I moved to a 44 tooth sprocket on this 1st bike (to slow it down a little for my kid) and of course I'll need a little longer chain ... only a LITTLE... can I add a 2nd or 3rd master link? Can I use a 415 link on a 410 chain? I have 415 links for sure... I don't think I have a 410 master. I DO still have the small length of chain I cut from this initally.
 
(A) Can I use a 415 master link with a 410 chain?

(B) Is it "OK" to run two or three master links in order to lengthen a chain?


I moved to a 44 tooth sprocket on this 1st bike (to slow it down a little for my kid) and of course I'll need a little longer chain ... only a LITTLE... can I add a 2nd or 3rd master link? Can I use a 415 link on a 410 chain? I have 415 links for sure... I don't think I have a 410 master. I DO still have the small length of chain I cut from this initally.
These master links are very affordable. Get the correct links. I wouldn't use more than 2 of them. I had to do that with my 410 green chain.

20210613_143121.jpg
 
A - technically yes... but I wouldn't recommend it for anything other than a "trail bodge" to get you home. 415 chain rollers are 1/16th wider so the master would create a very loose link that would have a very good chance of popping the retaining clip off.

B - Generally you want to avoid more than one master link but two can be used in a pinch.

Depending on the quality or brand of chain I have often found that many 410 and 415 chains on the shelf don't even come with properly riveted links to begin with. This means that if you are capable and have the patience you could actually re-pin a link back on to a chain. It's a bit tricky to do but I have managed it with nothing more than a small brass hammer and a block of wood.
 
It's a bit tricky to do but I have managed it with nothing more than a small brass hammer and a block of wood.
I have had to do that just once, but it wasn't tricky for me at all...All I had to do was think of the last time my ex wife really pissed me off and it went right together, correctly, the first time around and it's still holding strong...lol.
 
A - technically yes... but I wouldn't recommend it for anything other than a "trail bodge" to get you home. 415 chain rollers are 1/16th wider so the master create a very loose link that would have a very good chance of popping the retaining clip off.

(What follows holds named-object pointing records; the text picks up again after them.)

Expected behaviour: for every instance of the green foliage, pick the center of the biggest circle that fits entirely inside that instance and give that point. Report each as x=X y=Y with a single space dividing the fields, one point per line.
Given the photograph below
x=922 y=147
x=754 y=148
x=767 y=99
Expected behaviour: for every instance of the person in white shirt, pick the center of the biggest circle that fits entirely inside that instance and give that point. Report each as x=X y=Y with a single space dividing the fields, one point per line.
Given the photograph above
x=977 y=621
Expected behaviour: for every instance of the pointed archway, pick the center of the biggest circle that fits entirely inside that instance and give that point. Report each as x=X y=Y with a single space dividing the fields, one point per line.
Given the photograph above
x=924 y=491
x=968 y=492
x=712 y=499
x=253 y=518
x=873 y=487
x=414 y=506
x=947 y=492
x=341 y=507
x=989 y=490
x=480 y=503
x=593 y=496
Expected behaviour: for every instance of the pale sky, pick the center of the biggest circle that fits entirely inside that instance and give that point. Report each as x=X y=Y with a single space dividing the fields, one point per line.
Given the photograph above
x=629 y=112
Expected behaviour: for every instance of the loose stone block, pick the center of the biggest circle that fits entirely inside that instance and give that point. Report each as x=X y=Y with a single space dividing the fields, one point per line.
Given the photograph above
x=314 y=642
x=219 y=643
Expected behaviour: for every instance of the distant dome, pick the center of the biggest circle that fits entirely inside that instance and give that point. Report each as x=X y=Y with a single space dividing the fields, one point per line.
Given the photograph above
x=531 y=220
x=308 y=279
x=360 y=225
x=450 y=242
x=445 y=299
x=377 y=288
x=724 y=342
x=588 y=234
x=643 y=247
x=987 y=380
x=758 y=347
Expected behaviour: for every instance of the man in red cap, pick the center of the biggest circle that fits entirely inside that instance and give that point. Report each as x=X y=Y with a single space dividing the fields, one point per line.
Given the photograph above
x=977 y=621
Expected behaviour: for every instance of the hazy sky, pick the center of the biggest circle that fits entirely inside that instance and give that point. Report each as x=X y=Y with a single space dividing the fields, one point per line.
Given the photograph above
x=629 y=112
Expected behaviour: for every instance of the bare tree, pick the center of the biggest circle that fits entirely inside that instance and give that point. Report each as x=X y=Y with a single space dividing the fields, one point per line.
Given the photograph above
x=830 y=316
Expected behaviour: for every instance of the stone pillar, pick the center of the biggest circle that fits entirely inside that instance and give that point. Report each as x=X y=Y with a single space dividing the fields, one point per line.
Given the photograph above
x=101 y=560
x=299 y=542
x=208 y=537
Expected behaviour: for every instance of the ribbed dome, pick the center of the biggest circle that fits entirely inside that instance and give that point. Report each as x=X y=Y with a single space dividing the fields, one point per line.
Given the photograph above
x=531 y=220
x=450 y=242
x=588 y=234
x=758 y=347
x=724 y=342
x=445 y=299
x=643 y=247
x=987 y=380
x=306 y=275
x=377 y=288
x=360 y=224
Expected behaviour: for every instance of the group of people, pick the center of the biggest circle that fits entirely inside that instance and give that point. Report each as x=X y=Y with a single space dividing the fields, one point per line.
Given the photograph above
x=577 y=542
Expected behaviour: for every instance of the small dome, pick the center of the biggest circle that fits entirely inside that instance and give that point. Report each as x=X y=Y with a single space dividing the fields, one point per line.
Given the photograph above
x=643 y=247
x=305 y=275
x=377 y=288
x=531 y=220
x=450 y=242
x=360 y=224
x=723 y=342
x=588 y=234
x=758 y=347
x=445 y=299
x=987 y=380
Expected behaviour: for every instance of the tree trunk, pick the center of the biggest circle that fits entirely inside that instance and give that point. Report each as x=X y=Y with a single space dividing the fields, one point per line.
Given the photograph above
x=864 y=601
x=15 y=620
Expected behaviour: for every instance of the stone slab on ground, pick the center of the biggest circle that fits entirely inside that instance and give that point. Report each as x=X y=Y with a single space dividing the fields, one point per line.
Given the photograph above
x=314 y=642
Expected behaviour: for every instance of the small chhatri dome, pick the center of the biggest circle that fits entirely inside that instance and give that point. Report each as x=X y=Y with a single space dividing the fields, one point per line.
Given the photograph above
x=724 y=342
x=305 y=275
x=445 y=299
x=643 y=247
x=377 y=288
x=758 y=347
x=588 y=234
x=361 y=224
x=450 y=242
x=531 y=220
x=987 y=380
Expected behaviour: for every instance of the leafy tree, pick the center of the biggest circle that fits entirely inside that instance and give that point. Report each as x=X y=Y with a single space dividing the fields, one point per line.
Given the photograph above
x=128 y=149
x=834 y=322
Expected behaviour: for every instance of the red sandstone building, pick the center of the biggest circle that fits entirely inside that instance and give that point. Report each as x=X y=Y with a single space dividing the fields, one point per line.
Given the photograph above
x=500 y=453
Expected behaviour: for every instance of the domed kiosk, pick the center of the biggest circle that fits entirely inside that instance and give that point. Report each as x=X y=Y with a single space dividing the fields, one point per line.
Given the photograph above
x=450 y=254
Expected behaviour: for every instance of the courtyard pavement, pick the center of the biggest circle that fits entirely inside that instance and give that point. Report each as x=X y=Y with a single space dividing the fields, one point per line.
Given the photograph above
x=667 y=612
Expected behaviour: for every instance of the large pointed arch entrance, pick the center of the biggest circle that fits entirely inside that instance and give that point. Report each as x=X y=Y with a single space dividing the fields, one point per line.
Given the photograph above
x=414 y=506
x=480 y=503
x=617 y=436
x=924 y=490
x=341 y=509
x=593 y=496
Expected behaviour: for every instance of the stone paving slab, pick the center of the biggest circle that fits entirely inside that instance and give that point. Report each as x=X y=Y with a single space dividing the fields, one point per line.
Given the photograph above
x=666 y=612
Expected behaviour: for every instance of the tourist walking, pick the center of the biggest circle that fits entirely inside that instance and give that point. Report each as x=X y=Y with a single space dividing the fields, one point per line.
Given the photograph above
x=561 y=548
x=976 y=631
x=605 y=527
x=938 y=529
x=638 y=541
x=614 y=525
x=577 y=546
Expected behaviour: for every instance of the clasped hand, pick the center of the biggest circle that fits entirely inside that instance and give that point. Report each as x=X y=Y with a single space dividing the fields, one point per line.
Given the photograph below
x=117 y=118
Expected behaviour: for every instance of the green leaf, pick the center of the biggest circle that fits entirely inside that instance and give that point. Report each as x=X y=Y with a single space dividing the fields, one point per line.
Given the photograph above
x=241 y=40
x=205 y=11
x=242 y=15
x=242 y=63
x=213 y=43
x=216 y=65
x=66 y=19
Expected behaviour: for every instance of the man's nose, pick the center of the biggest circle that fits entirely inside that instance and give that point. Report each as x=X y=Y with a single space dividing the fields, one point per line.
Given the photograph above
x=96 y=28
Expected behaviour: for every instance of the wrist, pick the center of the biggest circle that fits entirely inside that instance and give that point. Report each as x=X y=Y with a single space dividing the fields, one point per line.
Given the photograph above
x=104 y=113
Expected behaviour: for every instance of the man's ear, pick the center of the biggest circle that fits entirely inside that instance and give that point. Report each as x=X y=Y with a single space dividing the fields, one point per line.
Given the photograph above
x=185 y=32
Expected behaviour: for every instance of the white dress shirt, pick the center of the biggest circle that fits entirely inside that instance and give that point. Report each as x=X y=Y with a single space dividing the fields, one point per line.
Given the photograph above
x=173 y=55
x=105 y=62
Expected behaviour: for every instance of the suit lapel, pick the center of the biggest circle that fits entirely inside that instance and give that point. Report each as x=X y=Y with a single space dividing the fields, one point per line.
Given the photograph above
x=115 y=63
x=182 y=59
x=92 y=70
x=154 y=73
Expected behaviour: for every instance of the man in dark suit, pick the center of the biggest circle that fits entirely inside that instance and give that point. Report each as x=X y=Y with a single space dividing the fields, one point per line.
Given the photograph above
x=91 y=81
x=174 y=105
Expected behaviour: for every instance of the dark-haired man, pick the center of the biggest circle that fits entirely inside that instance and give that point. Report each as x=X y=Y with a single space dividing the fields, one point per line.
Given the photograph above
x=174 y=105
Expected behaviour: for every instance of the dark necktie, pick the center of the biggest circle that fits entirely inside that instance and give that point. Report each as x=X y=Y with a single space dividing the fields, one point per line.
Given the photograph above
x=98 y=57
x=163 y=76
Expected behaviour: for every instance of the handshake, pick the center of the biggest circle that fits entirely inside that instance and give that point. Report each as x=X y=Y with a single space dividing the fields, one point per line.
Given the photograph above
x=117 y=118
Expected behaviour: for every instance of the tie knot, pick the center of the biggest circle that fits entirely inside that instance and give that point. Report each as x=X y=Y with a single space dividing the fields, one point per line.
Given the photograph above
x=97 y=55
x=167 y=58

B - Generally you want to avoid more than one master link but two can be used in a pinch.

Depending on the quality or brand of chain I have often found that many 410 and 415 chains on the shelf don't even come with properly riveted links to begin with. This means that if you are capable and have the patience you could actually re-pin a link back on to a chain. It's a bit tricky to do but I have managed it with nothing more than a small brass hammer and a block of wood.
One of those pointy punches for making divots for drill holes works excellent for putting the pins back in, but you have to make sure the chain is square on top of the anvil first and get the punch right in the center.
 
Once you know how to rivet chain, there is only need for one master.
If you have a certain riveting tool (expensive) you won't need any master links. However, with many riveting tools you still need special links for them.

It's much cheaper and easier to use 2 master links. With the clip style links, I've never had a failure.
 
One of those pointy punches for making divots for drill holes works excellent for putting the pins back in, but you have to make sure the chain is square on top of the anvil first and get the punch right in the center.
Or just think of Damien's ex-wife.
If you have a certain riveting tool (expensive) you won't need any master links. However, with many riveting tools you still need special links for them.

It's much cheaper and easier to use 2 master links.

And all I use is my old, all purpose, Ford fix-it tool...lol.

hammer-682767_960_720.jpg
 
I have had to do that just once, but it wasn't tricky for me at all...All I had to do was think of the last time my ex wife really pissed me off and it went right together, correctly, the first time around and it's still holding strong...lol.
Haven't any of u guys ever heard of a chain removal tool? Traverse yourselves 2 the nearest bicycle store.